Bastoncini di caramelle alla menta piperita tirati (1844)

Chiodo di garofano, Zenzero, o caramelle alla menta piperita. — Questi sono tutti fatti allo stesso modo del lampone, usando l'olio essenziale di ciascuno per il sapore. Per i chiodi di garofano il composto, mentre bolle, si colora di cocciniglia; zenzero allo zafferano; ma la menta piperita deve essere mantenuta perfettamente bianca, tranne la strisce, che si ottiene tagliando dalla massa tanti pezzi quanti sono i colori, che dovrebbero essere in polvere; mettere una quantità sufficiente in ogni pezzo per dare la tinta desiderata e tenerli al caldo. Quando la restante porzione di zucchero sarà tirata, adagiatela sulla superficie in modo stretto strisce, raddoppiare il rotolo insieme, e la faccia in ogni modo sarà simile.
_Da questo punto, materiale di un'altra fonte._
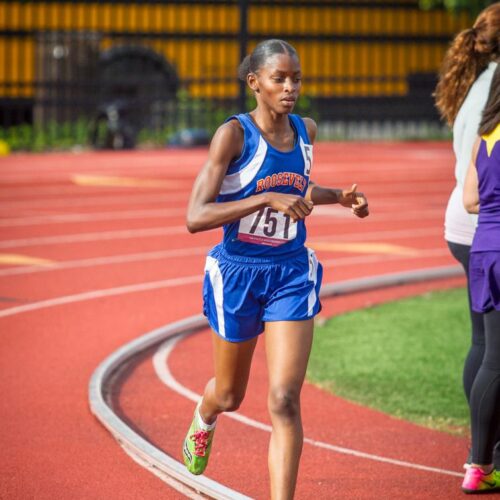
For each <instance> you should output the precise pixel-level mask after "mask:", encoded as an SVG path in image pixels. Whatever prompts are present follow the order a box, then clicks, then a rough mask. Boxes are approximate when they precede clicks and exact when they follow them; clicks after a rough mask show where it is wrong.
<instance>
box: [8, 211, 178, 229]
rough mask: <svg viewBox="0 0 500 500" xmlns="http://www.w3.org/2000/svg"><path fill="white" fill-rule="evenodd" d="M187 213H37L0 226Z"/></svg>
mask: <svg viewBox="0 0 500 500" xmlns="http://www.w3.org/2000/svg"><path fill="white" fill-rule="evenodd" d="M185 214H186V210H185V209H184V208H164V209H151V210H128V211H127V210H121V211H120V210H117V211H115V212H99V213H86V214H53V215H35V216H30V217H13V218H10V219H0V226H4V227H5V226H7V227H12V226H35V225H47V224H68V223H74V222H93V221H110V220H132V219H159V218H162V219H167V218H170V217H183V216H184V215H185Z"/></svg>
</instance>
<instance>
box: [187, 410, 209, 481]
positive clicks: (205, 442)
mask: <svg viewBox="0 0 500 500" xmlns="http://www.w3.org/2000/svg"><path fill="white" fill-rule="evenodd" d="M214 433H215V426H214V427H213V429H212V430H205V429H202V428H201V427H200V426H199V425H198V407H196V410H195V412H194V417H193V421H192V422H191V427H190V428H189V431H188V433H187V436H186V439H184V446H183V447H182V455H183V458H184V465H185V466H186V467H187V469H188V471H189V472H191V474H196V475H199V474H203V472H204V470H205V469H206V468H207V465H208V457H209V456H210V450H211V449H212V440H213V438H214Z"/></svg>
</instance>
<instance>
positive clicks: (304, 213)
mask: <svg viewBox="0 0 500 500" xmlns="http://www.w3.org/2000/svg"><path fill="white" fill-rule="evenodd" d="M266 196H267V197H268V202H267V205H268V206H270V207H271V208H274V209H275V210H278V211H280V212H283V213H284V214H288V215H289V216H290V217H291V219H292V220H293V221H294V222H297V221H298V220H301V219H305V218H306V217H307V216H308V215H309V214H310V213H311V212H312V209H313V203H312V201H307V200H305V199H304V198H303V197H302V196H296V195H294V194H286V193H276V192H274V191H269V192H267V193H266Z"/></svg>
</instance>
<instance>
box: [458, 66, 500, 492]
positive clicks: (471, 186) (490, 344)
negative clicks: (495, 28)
mask: <svg viewBox="0 0 500 500" xmlns="http://www.w3.org/2000/svg"><path fill="white" fill-rule="evenodd" d="M479 135H480V137H479V138H478V140H477V141H476V143H475V145H474V151H473V154H472V158H473V162H472V163H471V165H470V167H469V170H468V172H467V178H466V181H465V188H464V205H465V208H466V209H467V210H468V211H469V212H471V213H476V214H477V213H479V220H478V226H477V230H476V234H475V236H474V241H473V242H472V249H471V253H470V262H469V282H470V289H471V299H472V309H473V310H474V311H477V312H479V313H482V314H483V315H484V325H485V341H486V342H485V345H486V348H485V353H484V357H483V360H482V363H481V366H480V368H479V371H478V372H477V375H476V378H475V380H474V384H473V385H472V390H471V394H470V410H471V435H472V463H471V465H470V467H469V468H468V469H467V471H466V473H465V478H464V481H463V484H462V489H463V490H464V491H465V492H466V493H476V492H484V491H488V490H500V471H499V470H497V469H495V466H494V464H493V460H492V457H493V447H494V445H495V441H496V439H497V436H498V430H499V426H500V420H499V417H500V67H497V69H496V71H495V75H494V77H493V81H492V85H491V91H490V96H489V98H488V102H487V104H486V107H485V110H484V115H483V119H482V121H481V124H480V126H479Z"/></svg>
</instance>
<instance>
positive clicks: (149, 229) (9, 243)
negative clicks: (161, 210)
mask: <svg viewBox="0 0 500 500" xmlns="http://www.w3.org/2000/svg"><path fill="white" fill-rule="evenodd" d="M169 234H188V233H187V229H186V226H171V227H165V226H161V227H150V228H147V229H125V230H122V231H101V232H98V233H77V234H66V235H59V236H39V237H35V238H24V239H18V240H5V241H0V248H15V247H30V246H41V245H62V244H65V243H80V242H89V241H104V240H107V241H109V240H123V239H132V238H148V237H154V236H165V235H169Z"/></svg>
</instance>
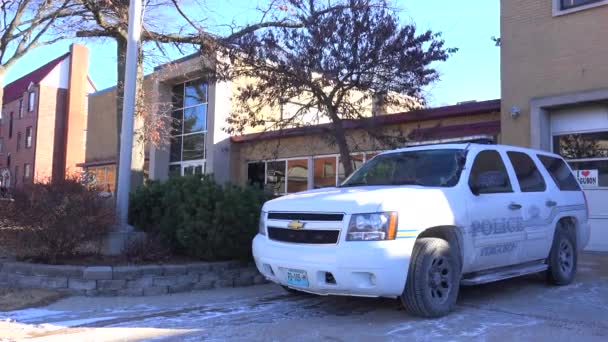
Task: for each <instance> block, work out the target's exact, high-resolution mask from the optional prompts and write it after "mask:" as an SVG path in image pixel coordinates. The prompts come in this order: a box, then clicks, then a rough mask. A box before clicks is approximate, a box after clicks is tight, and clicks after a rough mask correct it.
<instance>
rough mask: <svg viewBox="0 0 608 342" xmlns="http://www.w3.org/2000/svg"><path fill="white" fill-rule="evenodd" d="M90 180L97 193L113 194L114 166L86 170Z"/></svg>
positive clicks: (99, 167) (91, 168)
mask: <svg viewBox="0 0 608 342" xmlns="http://www.w3.org/2000/svg"><path fill="white" fill-rule="evenodd" d="M87 172H88V174H89V175H90V176H91V178H92V184H91V185H92V186H94V187H95V189H97V190H99V191H107V192H114V190H115V188H116V186H115V185H116V178H115V177H116V166H114V165H107V166H95V167H89V168H87Z"/></svg>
Tirarli fuori in bastoni lunghi, e torcerli; farli girare rotolandoli sotto la mano, oppure possono essere tagliati a piccoli pezzi con un paio di cesoie o forbici.
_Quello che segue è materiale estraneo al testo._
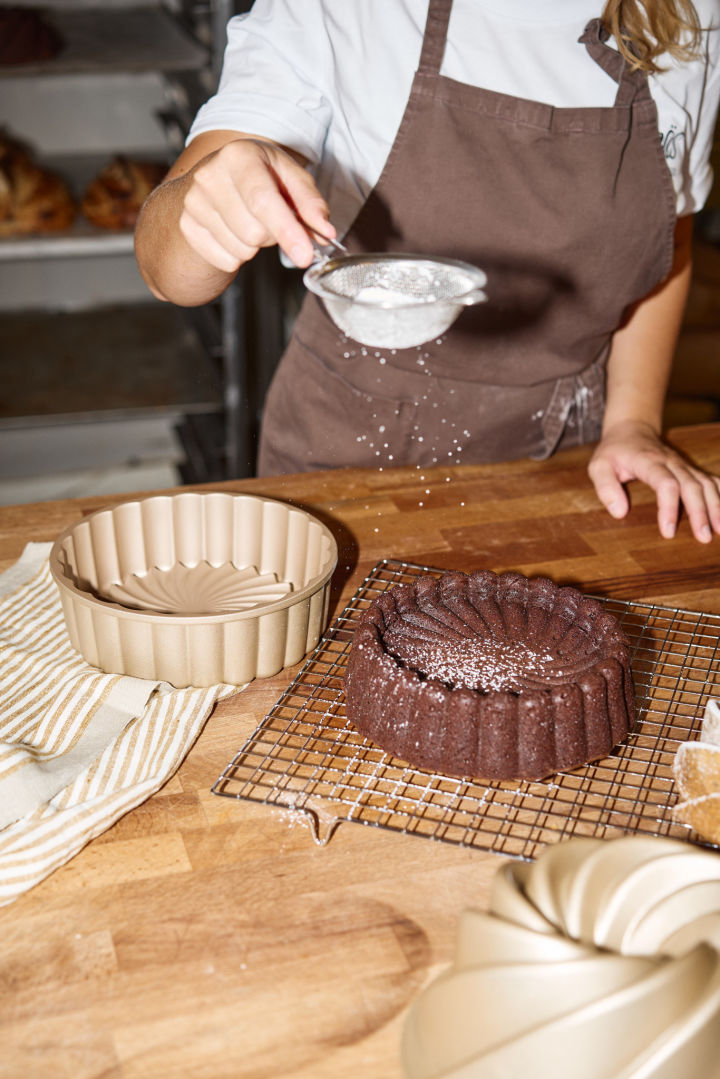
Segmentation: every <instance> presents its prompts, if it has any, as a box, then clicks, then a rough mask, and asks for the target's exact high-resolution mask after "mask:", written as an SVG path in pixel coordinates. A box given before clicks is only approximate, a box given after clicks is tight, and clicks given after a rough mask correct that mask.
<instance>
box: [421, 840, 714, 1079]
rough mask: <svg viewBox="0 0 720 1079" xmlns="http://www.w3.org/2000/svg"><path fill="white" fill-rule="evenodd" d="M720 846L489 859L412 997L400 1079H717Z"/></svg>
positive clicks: (551, 852) (585, 841)
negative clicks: (476, 900) (433, 967)
mask: <svg viewBox="0 0 720 1079" xmlns="http://www.w3.org/2000/svg"><path fill="white" fill-rule="evenodd" d="M719 948H720V857H719V856H717V855H714V853H710V852H709V851H703V850H701V849H698V848H697V847H693V846H692V845H691V844H688V843H679V842H677V841H674V839H656V838H650V837H646V836H626V837H622V838H620V839H610V841H603V839H585V838H573V839H570V841H568V842H567V843H561V844H558V845H557V846H555V847H549V848H547V849H546V850H545V851H544V852H543V853H542V855H541V856H540V858H539V859H538V861H536V862H535V863H534V864H529V863H520V862H518V863H514V864H507V865H504V866H503V868H502V869H501V870H500V871H499V873H498V874H497V876H495V878H494V882H493V889H492V894H491V899H490V909H489V913H488V914H485V913H478V912H472V911H467V912H465V913H464V914H463V915H462V918H461V924H460V932H459V939H458V943H457V948H456V957H454V961H453V964H452V966H451V967H450V969H449V970H447V971H446V972H445V973H443V974H441V975H440V976H439V978H438V979H437V980H436V981H435V982H433V983H432V984H431V985H430V986H429V987H427V988H426V989H425V991H424V992H423V993H422V994H421V995H420V997H419V998H418V999H417V1000H416V1001H415V1003H413V1005H412V1007H411V1010H410V1012H409V1015H408V1019H407V1022H406V1026H405V1032H404V1041H403V1061H404V1066H405V1074H406V1076H407V1077H408V1079H440V1077H441V1079H488V1077H491V1076H492V1077H495V1076H497V1077H508V1079H515V1077H519V1076H528V1077H530V1076H531V1077H532V1079H680V1077H681V1079H717V1077H718V1076H720V952H719V951H718V950H719Z"/></svg>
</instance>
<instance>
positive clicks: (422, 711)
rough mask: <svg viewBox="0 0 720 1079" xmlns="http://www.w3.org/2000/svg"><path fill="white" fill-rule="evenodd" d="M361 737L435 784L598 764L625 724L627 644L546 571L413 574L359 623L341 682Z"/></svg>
mask: <svg viewBox="0 0 720 1079" xmlns="http://www.w3.org/2000/svg"><path fill="white" fill-rule="evenodd" d="M345 699H347V714H348V716H349V719H350V720H351V722H352V723H353V724H354V726H355V727H356V728H357V729H358V730H359V732H361V734H363V735H365V736H366V737H368V738H370V739H371V740H372V741H375V742H377V745H378V746H380V747H381V748H382V749H384V750H385V751H386V752H389V753H392V754H394V755H395V756H397V757H399V759H400V760H403V761H407V762H408V763H409V764H411V765H413V766H415V767H419V768H426V769H430V770H432V771H436V773H440V774H443V775H448V776H467V777H470V776H473V777H477V778H480V777H481V778H485V779H541V778H543V777H545V776H548V775H551V774H552V773H555V771H560V770H565V769H569V768H574V767H578V766H579V765H582V764H585V763H587V762H588V761H593V760H597V759H598V757H602V756H607V755H608V753H610V751H611V750H612V748H613V747H614V746H615V745H616V743H617V742H619V741H621V740H622V739H623V738H624V737H625V735H626V734H627V732H628V729H629V728H630V726H631V724H633V721H634V719H635V697H634V689H633V680H631V675H630V669H629V658H628V644H627V639H626V637H625V634H624V632H623V630H622V629H621V627H620V625H619V623H617V620H616V618H614V616H613V615H612V614H610V613H609V612H607V611H606V610H604V609H603V606H602V604H601V603H599V602H598V601H597V600H594V599H592V598H589V597H587V596H583V593H582V592H580V591H578V589H575V588H568V587H559V586H558V585H556V584H554V583H553V582H552V581H549V579H548V578H547V577H533V578H528V577H525V576H522V575H521V574H519V573H503V574H501V575H498V574H494V573H490V572H489V571H477V572H475V573H471V574H465V573H459V572H453V573H446V574H444V575H443V576H441V577H439V578H438V577H433V576H423V577H420V578H418V579H417V581H416V582H415V583H413V584H411V585H398V586H396V587H395V588H393V589H391V590H390V591H388V592H384V593H383V595H381V596H380V597H378V598H377V599H376V600H373V602H372V603H371V604H370V606H369V607H368V609H367V611H365V612H364V614H363V615H362V616H361V619H359V623H358V625H357V628H356V630H355V634H354V637H353V643H352V648H351V653H350V658H349V661H348V671H347V675H345Z"/></svg>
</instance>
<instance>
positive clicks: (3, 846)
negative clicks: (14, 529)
mask: <svg viewBox="0 0 720 1079" xmlns="http://www.w3.org/2000/svg"><path fill="white" fill-rule="evenodd" d="M50 547H51V545H50V544H28V546H27V547H26V548H25V551H24V552H23V556H22V558H21V559H19V561H18V562H16V563H15V565H13V566H12V568H11V569H10V570H8V571H6V572H5V573H3V574H0V905H3V904H6V903H10V902H12V901H13V900H14V899H16V898H17V897H18V896H21V894H22V893H23V892H24V891H27V890H28V889H29V888H31V887H33V885H36V884H38V883H39V882H40V880H42V879H44V877H46V876H47V875H49V874H50V873H52V872H53V870H56V869H57V868H58V866H59V865H63V864H64V863H65V862H67V861H68V860H69V859H70V858H72V856H73V855H76V853H77V852H78V851H79V850H81V849H82V847H84V846H85V844H86V843H89V842H90V839H92V838H94V837H95V836H96V835H99V834H100V833H101V832H104V831H106V829H108V828H109V827H110V825H111V824H112V823H114V821H117V820H118V818H119V817H122V816H123V814H126V812H127V811H128V809H133V808H134V807H135V806H137V805H139V804H140V803H141V802H145V801H146V798H148V797H150V795H151V794H153V793H154V792H155V791H157V790H159V789H160V788H161V787H162V786H163V783H164V782H165V781H166V780H167V779H168V778H169V777H171V776H172V775H173V774H174V773H175V770H176V769H177V767H178V766H179V764H180V762H181V761H182V760H184V757H185V756H186V754H187V752H188V750H189V749H190V747H191V746H192V743H193V741H194V740H195V738H196V737H198V735H199V734H200V732H201V730H202V728H203V725H204V723H205V721H206V720H207V716H208V715H209V713H210V711H212V709H213V706H214V705H215V701H216V700H218V698H219V697H222V696H227V695H229V694H231V693H235V692H237V686H229V685H215V686H210V687H209V688H193V687H191V688H187V689H175V688H173V686H171V685H167V683H164V682H151V681H145V680H142V679H136V678H130V677H126V675H119V674H105V673H103V671H100V670H98V669H97V668H96V667H90V666H89V665H87V664H86V663H85V661H84V660H83V659H82V657H81V656H80V655H79V654H78V653H77V652H74V650H73V648H72V646H71V644H70V641H69V638H68V636H67V632H66V629H65V622H64V618H63V611H62V606H60V601H59V597H58V593H57V589H56V587H55V584H54V582H53V579H52V577H51V575H50V569H49V563H47V556H49V554H50Z"/></svg>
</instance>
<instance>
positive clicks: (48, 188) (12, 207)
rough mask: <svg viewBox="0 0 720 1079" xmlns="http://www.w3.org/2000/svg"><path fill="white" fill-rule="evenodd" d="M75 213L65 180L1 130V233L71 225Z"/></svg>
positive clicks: (51, 231)
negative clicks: (50, 169)
mask: <svg viewBox="0 0 720 1079" xmlns="http://www.w3.org/2000/svg"><path fill="white" fill-rule="evenodd" d="M76 213H77V210H76V205H74V202H73V199H72V195H71V194H70V190H69V188H68V186H67V185H66V182H65V181H64V180H63V179H62V178H60V177H59V176H57V175H56V174H55V173H53V172H51V170H50V169H47V168H43V167H42V166H41V165H39V164H38V163H37V162H36V161H35V160H33V158H32V155H31V153H30V152H29V150H27V149H26V148H25V147H24V146H23V145H22V144H21V142H17V141H15V140H14V139H10V138H8V137H6V136H4V135H2V134H0V236H18V235H27V234H29V233H37V232H56V231H57V230H62V229H68V228H69V227H70V226H71V224H72V221H73V220H74V217H76Z"/></svg>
Caramelle al lampone.— Può essere fatto con zucchero greggio o raffinato. Far bollire alla crepa, e colorare con cocciniglia; versarlo su una pietra strofinata con un po 'di olio o burro, tagliare un piccolo pezzo e tenerlo caldo a strisce o a caso l'altra parte, al termine; al resto aggiungere un po ' di acido tartarico (non tanto per le gocce), e un po 'di pasta di lamponi, sufficiente per aromatizzarlo. Il residuo di lamponi utilizzato per fare l'aceto, e conservato con una quantità uguale di zucchero, o ancora meno, come per le torte di lampone, fa molto bene a questo scopo. Piegare i bordi verso il centro e attaccarli a un gancio fissato contro il muro: tirarlo verso di te, gettandolo sul gancio ogni volta dopo averlo tirato fuori; continuare a farlo fino a quando non diventa piuttosto bianco e splendente, quindi farlo in un rotolo lungo compatto, e strisciarlo con il pezzo che tagli, o stenderlo in un foglio con un mattarello e avvolgerlo in modo da formare una sorta di caso; quindi tirarlo in lunghi bastoncini stretti e tagliarli la lunghezza richiesta.

Informazioni storiche provenienti da Wikipedia.com, ricetta da Il pasticcere completo, pasticcere e fornaio: semplice e pratico, di Eleanor Parkinson.